In fact, it's quite easy to point out all of Policia Policia's strengths because there are so many of them, but what is more difficult is explaining why the album doesn't work quite as well as it should, although I think I have a vague idea. As things progress, it becomes obvious that the album could use a dose of the grit found on other recent garage influenced rock albums such as King Khan and the Shirnes What is?, Black Lips' Los Valientes del Mundo Nuevo (which I realize is a "live" record, although the point remains unchanged), and even White Drugs' Harlem. It's not that the songs on those records are necessarily THAT much better than anything found on Policia Policia, but that they seem to pack so much energy that they sound as though they could fall apart at any moment, which is something you cannot say about the disciplined, evenly mixed tracks on this album. Guitar distortion that overpowers roughly recorded vocals. Loud, slightly out of tune keyboard parts. Incoherent noisy freakouts. The occasional mistake. These are the kind of things that make the aforementioned records what the are, and considering what Red Monroe is trying to do on Policia Policia, it seems that the record would benefit from this kind of grit too. The listener can sit and imagine what "Trees and Poor Houses" might sound like with uncomfortably loud guitars and distortion on the vocals, or maybe wonder how "Fever Kids" might work if the horns weren't quite so tuneful and smooth, or if they were allowed to overpower the rest of the mix all together.

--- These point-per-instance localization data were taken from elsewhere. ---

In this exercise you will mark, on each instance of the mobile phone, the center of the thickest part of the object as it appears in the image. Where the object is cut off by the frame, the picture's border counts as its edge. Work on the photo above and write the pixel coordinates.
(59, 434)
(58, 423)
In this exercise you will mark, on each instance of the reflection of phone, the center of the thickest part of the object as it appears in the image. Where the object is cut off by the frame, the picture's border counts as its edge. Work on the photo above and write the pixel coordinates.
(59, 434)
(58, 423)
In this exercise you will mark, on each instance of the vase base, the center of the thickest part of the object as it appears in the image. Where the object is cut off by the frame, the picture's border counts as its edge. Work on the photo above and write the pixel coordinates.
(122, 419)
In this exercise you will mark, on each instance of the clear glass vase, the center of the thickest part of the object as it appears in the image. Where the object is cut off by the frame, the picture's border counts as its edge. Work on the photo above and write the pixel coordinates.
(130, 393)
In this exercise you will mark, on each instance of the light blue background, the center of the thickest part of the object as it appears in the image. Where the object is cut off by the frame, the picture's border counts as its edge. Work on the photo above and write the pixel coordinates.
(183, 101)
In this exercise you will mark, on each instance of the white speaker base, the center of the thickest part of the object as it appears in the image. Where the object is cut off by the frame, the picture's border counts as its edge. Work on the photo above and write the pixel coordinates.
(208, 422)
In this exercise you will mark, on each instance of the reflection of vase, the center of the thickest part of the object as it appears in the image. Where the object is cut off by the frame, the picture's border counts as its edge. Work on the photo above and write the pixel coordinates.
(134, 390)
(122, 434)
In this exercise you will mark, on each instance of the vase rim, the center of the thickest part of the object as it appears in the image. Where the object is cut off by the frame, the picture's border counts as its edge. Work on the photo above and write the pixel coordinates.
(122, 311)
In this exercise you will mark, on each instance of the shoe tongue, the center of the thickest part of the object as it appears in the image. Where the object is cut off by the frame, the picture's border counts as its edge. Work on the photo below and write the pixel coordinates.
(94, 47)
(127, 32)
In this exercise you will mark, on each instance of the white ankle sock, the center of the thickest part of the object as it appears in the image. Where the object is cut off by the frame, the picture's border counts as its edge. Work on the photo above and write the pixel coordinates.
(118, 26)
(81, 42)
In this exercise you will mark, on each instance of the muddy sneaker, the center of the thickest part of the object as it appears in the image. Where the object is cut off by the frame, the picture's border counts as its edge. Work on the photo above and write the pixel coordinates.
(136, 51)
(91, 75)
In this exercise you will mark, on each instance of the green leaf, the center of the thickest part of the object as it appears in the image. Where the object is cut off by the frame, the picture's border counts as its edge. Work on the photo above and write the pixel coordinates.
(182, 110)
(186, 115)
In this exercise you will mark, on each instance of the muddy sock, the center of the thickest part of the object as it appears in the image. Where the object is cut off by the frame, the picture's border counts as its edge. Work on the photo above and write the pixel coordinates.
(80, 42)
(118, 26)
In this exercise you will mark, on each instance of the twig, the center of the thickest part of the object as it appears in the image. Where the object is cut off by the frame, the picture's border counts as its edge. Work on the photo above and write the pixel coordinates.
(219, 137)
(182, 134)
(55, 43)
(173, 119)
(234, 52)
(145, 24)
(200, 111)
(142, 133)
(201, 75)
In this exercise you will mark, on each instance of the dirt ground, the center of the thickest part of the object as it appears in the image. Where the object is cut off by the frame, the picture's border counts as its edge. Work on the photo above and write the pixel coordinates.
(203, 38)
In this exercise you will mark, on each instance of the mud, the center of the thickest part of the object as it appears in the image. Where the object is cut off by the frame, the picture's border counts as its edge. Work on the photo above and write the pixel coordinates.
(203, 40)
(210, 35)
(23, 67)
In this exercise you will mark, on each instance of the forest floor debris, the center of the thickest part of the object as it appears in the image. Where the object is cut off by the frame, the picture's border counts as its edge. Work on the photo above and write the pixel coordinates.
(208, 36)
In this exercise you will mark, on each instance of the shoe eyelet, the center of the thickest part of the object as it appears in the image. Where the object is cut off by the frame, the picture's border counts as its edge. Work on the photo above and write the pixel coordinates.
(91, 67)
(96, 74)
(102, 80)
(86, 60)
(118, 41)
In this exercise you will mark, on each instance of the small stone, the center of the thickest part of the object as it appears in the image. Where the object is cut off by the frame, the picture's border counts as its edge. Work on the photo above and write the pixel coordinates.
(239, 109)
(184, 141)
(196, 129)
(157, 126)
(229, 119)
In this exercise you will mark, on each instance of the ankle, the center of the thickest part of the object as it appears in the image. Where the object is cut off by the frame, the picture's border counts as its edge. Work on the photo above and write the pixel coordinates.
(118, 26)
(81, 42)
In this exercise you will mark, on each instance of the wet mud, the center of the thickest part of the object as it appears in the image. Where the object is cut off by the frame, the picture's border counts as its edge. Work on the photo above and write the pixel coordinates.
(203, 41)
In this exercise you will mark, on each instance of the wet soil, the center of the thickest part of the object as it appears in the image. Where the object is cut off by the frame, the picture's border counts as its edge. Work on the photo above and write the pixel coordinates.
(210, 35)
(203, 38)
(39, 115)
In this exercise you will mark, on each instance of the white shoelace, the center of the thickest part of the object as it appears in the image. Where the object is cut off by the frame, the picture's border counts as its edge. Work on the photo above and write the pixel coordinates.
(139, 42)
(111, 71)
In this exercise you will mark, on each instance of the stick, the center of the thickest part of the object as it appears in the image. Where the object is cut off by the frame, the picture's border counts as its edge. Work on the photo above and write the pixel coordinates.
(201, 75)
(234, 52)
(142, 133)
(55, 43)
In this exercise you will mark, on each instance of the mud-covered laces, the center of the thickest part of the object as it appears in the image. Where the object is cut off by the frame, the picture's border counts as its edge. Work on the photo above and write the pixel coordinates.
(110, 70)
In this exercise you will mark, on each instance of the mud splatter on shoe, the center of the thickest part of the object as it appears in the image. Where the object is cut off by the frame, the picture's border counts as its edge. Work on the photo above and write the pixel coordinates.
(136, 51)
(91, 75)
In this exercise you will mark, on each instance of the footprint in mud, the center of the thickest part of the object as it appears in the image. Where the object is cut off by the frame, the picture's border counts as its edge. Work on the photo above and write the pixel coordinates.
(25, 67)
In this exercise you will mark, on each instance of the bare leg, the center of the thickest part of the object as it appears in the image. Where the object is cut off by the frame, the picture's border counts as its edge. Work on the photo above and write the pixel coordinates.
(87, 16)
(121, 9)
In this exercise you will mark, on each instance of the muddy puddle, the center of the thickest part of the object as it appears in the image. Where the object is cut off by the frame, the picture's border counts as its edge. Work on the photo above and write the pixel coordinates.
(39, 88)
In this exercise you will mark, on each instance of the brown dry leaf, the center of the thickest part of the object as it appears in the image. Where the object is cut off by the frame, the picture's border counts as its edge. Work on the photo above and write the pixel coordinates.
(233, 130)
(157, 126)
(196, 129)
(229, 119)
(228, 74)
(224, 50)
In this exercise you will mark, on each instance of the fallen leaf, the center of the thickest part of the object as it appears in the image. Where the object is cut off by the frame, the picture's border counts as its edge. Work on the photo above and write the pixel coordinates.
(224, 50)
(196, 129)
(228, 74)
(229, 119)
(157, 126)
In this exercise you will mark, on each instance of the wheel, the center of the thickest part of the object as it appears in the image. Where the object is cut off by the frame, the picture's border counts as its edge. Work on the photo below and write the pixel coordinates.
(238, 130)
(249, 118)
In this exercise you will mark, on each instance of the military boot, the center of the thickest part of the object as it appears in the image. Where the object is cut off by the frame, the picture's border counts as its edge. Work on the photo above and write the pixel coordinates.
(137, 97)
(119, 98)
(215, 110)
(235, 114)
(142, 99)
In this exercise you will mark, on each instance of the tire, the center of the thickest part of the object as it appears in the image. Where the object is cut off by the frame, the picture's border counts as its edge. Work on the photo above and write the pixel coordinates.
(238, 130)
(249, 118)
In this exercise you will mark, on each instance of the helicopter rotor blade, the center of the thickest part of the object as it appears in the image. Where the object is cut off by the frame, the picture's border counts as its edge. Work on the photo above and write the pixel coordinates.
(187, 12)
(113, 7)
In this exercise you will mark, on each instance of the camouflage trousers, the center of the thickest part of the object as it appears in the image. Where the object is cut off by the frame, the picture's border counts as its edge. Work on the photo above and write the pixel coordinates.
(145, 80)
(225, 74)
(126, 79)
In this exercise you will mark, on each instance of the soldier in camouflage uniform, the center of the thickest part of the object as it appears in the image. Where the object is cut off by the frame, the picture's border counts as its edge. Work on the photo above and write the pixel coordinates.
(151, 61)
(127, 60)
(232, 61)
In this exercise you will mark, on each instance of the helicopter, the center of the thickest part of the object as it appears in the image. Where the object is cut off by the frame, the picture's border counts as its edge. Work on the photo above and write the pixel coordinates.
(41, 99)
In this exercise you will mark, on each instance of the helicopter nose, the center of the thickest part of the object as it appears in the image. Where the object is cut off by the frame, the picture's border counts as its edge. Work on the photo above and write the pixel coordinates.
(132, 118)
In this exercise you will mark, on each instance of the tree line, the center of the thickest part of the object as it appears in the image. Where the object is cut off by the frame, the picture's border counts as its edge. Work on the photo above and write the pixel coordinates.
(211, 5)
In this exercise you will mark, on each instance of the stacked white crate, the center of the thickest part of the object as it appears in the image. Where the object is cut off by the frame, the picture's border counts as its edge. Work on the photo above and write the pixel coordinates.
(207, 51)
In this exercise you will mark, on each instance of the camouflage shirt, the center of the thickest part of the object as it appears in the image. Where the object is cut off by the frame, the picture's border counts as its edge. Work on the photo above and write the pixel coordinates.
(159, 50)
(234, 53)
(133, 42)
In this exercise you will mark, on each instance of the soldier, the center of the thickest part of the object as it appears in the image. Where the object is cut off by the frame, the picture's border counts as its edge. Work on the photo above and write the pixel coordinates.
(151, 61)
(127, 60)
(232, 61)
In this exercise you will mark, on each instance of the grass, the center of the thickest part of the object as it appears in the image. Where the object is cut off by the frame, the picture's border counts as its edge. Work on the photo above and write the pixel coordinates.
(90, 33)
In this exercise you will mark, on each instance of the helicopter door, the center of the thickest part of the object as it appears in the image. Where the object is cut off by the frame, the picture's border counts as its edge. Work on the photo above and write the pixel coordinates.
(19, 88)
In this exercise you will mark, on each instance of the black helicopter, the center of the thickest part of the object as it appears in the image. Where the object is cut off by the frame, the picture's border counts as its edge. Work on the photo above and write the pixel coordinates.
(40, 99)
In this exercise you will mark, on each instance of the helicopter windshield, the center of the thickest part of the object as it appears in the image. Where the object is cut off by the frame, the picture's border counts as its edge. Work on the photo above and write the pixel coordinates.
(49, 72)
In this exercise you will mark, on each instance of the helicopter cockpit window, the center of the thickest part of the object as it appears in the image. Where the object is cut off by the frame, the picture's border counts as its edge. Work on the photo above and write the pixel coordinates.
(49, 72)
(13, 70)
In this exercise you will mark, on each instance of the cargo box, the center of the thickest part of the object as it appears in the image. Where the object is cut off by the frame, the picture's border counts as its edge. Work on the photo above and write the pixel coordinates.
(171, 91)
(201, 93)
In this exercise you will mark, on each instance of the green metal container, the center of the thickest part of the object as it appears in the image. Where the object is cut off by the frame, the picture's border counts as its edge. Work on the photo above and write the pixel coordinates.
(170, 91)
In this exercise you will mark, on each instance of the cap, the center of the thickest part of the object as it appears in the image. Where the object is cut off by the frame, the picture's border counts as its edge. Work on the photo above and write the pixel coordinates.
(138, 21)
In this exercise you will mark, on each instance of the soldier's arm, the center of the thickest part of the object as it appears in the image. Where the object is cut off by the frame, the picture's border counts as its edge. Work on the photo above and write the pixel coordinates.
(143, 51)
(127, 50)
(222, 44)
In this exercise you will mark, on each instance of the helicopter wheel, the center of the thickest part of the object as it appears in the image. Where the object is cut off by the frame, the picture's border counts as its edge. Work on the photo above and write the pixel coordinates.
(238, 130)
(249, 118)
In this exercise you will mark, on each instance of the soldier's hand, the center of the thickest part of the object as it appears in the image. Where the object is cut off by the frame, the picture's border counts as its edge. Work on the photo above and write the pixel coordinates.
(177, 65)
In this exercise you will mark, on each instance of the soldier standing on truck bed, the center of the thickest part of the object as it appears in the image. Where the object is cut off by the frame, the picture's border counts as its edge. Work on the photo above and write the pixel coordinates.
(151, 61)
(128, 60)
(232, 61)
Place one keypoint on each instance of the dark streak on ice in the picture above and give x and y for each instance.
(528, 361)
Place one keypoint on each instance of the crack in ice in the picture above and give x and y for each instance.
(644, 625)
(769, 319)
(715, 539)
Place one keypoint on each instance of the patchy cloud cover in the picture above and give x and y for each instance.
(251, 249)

This isn't to say that lo-fi and sloppy is always the way to go, or that Red Monroe has to record in a shoe box in order to gain some kind of "cred" that most people really don't care about anyway. It's just that Policia Policia sounds like a caged animal, waiting to go crazy but held back by the limitations of a flawlessly smooth recording and mix that often fails to expose the power behind some of these songs while failing to document the band outside of a perfectly executed comfort zone. The potential is audible, and many songs on the record work despite these limitations, but the need for a few unhinged moments is clear, and it is apparent that a dash of feedback, a dose of slop and a touch of gritty noise might have turned this strong swing into a knockout punch.